Normalnya, kortisol berfungsi mengendalikan peradangan dan menjaga keseimbangan tubuh. Tetapi, jika diproduksi terlalu lama, hormon ini justru menekan fungsi sel-sel imun, sehingga tubuh menjadi lebih rentan terhadap infeksi dan penyakit.

Mengapa Stres Kronis Melemahkan Sistem Imun?

Penelitian yang dipublikasikan dalam Frontiers in Neuroendocrinology dan PMC (2023) menjelaskan bahwa stres kronis memengaruhi interaksi antara otak, sistem saraf, dan sistem imun. Aktivitas berlebihan pada sumbu HPA (hipotalamus–pituitari–adrenal) meningkatkan kadar kortisol secara terus-menerus. Akibatnya, produksi sel T dan sel pembunuh alami (natural killer cells) berkurang. Padahal, kedua jenis sel tersebut berperan penting dalam melawan virus maupun sel kanker.
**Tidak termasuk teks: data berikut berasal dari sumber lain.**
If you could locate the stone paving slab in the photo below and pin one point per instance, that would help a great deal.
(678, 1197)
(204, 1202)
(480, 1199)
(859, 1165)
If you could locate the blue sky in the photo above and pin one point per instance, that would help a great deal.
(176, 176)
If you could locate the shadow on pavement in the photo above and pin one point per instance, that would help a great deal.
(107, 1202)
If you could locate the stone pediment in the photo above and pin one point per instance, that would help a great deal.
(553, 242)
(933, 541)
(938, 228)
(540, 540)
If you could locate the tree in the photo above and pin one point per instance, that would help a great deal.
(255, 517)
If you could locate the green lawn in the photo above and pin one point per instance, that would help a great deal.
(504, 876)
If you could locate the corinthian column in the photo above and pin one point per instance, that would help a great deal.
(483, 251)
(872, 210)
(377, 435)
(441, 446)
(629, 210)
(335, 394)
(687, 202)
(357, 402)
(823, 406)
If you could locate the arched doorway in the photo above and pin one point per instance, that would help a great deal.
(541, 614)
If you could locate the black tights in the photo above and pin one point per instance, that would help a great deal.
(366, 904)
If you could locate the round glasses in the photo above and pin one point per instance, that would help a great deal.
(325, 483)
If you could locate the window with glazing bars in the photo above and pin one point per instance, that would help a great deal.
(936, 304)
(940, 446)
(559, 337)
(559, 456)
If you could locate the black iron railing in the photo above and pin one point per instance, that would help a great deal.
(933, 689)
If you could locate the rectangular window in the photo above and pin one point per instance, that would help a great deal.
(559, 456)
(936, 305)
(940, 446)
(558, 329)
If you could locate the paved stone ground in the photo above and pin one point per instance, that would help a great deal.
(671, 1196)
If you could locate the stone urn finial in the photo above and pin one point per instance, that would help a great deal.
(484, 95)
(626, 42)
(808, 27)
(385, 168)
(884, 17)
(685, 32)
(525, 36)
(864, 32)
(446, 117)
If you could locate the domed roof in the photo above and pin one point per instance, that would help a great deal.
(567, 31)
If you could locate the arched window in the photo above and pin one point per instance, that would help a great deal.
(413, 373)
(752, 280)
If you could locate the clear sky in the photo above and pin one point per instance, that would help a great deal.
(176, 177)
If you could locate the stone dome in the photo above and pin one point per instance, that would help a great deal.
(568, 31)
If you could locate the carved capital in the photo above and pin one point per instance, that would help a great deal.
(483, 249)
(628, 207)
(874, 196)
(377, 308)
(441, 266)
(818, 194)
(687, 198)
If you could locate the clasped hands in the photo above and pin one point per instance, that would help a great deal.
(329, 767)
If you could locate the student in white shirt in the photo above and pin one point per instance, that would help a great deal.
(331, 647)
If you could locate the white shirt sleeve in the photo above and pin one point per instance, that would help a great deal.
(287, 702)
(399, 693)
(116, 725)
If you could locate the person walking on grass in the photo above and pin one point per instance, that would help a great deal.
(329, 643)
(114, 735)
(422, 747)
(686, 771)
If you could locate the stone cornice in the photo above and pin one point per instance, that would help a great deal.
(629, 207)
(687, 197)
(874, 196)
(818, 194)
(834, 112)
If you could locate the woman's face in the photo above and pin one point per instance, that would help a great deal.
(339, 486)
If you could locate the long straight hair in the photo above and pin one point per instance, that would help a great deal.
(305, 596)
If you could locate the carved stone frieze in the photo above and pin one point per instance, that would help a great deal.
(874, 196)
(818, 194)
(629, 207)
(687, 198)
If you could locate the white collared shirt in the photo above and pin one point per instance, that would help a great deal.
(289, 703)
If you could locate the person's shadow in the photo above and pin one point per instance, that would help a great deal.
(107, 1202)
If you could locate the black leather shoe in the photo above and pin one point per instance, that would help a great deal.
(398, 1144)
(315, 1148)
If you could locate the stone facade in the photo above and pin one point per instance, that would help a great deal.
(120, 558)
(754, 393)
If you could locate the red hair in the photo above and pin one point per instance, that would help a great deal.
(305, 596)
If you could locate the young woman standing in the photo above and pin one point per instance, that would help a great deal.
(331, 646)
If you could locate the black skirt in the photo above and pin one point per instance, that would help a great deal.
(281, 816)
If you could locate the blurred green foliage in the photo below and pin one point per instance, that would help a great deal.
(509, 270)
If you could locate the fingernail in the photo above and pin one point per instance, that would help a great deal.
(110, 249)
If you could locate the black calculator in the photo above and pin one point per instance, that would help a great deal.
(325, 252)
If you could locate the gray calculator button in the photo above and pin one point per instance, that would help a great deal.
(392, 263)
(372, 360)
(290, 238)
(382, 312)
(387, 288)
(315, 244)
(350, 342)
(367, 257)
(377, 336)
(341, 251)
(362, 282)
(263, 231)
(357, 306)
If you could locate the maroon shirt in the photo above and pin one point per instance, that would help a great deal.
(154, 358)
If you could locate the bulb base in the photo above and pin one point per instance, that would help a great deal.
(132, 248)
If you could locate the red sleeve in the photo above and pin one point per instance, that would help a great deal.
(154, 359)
Sebuah studi dari Journal of Stress Health (Poltekkes Denpasar) juga menegaskan bahwa mahasiswa dengan tingkat stres tinggi lebih mudah terserang flu, batuk, hingga gangguan pencernaan. Ini membuktikan bahwa stres berkepanjangan benar-benar menurunkan respons imun tubuh.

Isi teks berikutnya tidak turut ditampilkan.